What "Structural Racism" MeansHistorians in the News
tags: racism, intellectual history, Martin Luther King Jr., teaching history, caste, critical race theory, Oliver Cromwell Cox, Gunnar Myrdal
Whether for inspiration, new ideas or simply as a refresher, it is important to revisit the classics of whatever constitutes your field of interest. It was with that in mind that I spent much of the weekend rereading the 1948 book “Caste, Class, and Race: A Study in Social Dynamics,” an influential (if now somewhat obscure) work of sociological analysis by the Trinidadian scholar Oliver Cromwell Cox.
If there is a reason to revisit this specific book at this particular moment, it is to remind oneself that the challenge of racism is primarily structural and material, not cultural and linguistic, and that a disproportionate focus on the latter can too often obscure the former.
Cox was writing at a time when mainstream analysis of race in the United States made liberal use of an analogy to the Indian caste system in order to illustrate the vast gulf of experience that lay between Black and white Americans. His book was a rebuttal to this idea as well as an original argument in its own right.
Over the course of 600 pages, Cox provides a systematic study of caste, class and race relations, underscoring the paramount differences between caste and race, and, most important, tying race to the class system. “Racial antagonism,” he writes in the prologue, “is part and parcel of this class struggle, because it developed within the capitalist system as one of its fundamental traits.”
Put differently, to the extent that Cox had a single problem with the “caste” analysis of American racism, it was that it abstracted racial conflict away from its origins in the development of American capitalism. The effect was to treat racism as a timeless force, outside the logic of history.
“We may reiterate that the caste school of race relations is laboring under the illusion of a simple but vicious truism,” Cox wrote in a section criticizing the Swedish economist Gunnar Myrdal’s famous study “An American Dilemma: The Negro Problem and Modern Democracy.” “One man is white, another is black; the cultural opportunities of these two men may be the same, but since the black man cannot become white, there will always be a white caste and a black caste.”
In Cox’s reading of Myrdal, caste exists as an independent force, directing the energies and activities of Black and white people alike.

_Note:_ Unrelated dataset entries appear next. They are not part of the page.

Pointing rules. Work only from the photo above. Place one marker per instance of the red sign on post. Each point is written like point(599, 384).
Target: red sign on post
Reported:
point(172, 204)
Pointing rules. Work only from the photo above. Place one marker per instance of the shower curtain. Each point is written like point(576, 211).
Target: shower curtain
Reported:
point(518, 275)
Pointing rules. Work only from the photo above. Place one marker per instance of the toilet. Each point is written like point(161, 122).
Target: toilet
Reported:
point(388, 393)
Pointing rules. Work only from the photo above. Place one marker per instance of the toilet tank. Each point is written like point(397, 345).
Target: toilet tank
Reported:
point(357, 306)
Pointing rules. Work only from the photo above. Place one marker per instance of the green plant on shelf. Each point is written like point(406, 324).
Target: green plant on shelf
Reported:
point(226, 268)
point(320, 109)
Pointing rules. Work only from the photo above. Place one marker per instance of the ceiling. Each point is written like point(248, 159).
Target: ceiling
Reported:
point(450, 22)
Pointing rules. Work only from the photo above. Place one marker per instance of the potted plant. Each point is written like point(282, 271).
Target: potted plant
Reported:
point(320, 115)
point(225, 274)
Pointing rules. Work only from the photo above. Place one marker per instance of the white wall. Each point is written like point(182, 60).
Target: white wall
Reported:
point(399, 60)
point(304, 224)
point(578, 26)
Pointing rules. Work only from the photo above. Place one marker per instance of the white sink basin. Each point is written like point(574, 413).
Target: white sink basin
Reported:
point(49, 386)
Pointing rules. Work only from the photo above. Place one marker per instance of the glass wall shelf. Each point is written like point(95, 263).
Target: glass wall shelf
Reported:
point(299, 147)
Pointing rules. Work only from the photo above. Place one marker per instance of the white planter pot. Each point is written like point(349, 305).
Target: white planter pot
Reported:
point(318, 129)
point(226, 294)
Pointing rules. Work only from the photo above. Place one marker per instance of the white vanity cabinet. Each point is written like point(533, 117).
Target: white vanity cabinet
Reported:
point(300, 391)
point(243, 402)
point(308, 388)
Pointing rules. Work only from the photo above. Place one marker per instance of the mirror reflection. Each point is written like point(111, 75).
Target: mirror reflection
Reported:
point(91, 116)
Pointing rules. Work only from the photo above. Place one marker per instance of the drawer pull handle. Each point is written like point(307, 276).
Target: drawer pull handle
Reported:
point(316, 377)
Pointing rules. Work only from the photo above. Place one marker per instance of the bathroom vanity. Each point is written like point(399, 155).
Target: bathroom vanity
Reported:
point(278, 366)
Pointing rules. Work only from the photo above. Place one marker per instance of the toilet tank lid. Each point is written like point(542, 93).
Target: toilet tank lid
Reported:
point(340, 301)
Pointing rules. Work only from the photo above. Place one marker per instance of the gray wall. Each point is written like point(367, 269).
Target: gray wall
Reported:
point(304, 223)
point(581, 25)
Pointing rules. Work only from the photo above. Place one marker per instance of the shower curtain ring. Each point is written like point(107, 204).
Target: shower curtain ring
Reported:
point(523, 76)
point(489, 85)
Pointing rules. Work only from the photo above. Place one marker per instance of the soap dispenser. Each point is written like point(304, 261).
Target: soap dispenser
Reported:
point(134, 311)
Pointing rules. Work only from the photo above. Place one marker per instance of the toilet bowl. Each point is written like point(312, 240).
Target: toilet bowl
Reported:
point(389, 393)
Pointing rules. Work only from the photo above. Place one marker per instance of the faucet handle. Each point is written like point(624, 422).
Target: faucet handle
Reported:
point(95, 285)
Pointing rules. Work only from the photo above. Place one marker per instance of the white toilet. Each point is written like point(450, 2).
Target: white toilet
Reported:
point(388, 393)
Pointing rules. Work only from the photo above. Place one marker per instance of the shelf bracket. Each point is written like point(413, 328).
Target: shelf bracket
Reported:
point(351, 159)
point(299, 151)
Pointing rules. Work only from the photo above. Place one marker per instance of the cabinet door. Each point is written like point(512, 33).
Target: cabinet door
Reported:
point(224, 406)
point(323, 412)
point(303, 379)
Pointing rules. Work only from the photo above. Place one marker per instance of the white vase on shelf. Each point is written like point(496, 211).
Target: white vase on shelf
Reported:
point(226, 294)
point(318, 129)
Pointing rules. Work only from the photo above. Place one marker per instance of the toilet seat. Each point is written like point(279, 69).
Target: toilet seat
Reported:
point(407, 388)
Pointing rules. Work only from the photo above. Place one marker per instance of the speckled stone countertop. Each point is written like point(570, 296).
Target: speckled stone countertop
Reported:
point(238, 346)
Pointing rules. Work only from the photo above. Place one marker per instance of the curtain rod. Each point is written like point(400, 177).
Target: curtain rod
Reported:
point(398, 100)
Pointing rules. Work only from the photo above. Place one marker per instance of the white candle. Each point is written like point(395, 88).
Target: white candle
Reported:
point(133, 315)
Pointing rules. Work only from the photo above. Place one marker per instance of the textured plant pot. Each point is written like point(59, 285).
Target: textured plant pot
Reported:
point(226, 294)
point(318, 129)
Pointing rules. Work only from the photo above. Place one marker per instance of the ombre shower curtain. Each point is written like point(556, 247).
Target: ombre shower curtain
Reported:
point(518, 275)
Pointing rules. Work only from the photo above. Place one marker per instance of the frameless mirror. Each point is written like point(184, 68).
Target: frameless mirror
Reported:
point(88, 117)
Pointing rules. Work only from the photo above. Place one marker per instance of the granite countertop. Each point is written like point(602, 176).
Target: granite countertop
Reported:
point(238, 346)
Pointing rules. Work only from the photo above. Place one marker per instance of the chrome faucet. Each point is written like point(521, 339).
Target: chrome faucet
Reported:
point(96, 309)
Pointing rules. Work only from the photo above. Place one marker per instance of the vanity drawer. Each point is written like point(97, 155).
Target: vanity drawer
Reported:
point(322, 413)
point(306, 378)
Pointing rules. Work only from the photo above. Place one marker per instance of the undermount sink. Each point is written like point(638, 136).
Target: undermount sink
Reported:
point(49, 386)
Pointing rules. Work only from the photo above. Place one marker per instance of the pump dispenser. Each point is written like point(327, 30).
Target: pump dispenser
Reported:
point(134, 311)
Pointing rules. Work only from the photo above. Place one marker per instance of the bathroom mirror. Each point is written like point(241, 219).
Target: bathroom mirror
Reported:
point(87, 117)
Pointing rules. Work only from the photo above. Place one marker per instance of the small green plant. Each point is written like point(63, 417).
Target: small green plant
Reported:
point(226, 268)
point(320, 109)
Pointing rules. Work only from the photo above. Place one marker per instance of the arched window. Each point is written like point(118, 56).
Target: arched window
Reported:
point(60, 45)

The solution to the “race problem,” in this vision, is to shake whites of their psychological commitment to the caste system. Or, as Cox summarizes the point, “If the ‘race problem’ in the United States is pre-eminently a moral question, it must naturally be resolved by moral means.”
But this, for Cox, is nonsense. “We cannot defeat race prejudice by proving that it is wrong,” he writes. “The reason for this is that race prejudice is only a symptom of a materialistic social fact.” Specifically, “Race prejudice is supported by a peculiar socioeconomic need which guarantees force in its protection; and, as a consequence, it is likely that at its centers of initiation force alone will defeat it.”
For most of American history, until the Civil War, this socioeconomic need was the production of tobacco, agricultural staples and, eventually, cotton. After the war, it was the general demand for cheap workers and a pliant, divided labor force coming from Southern planters and Northern industrialists. Whether in the United States or around the world, Cox argues, it is capitalist exploitation — and not some inborn tribalism — that drives racial prejudice and conflict.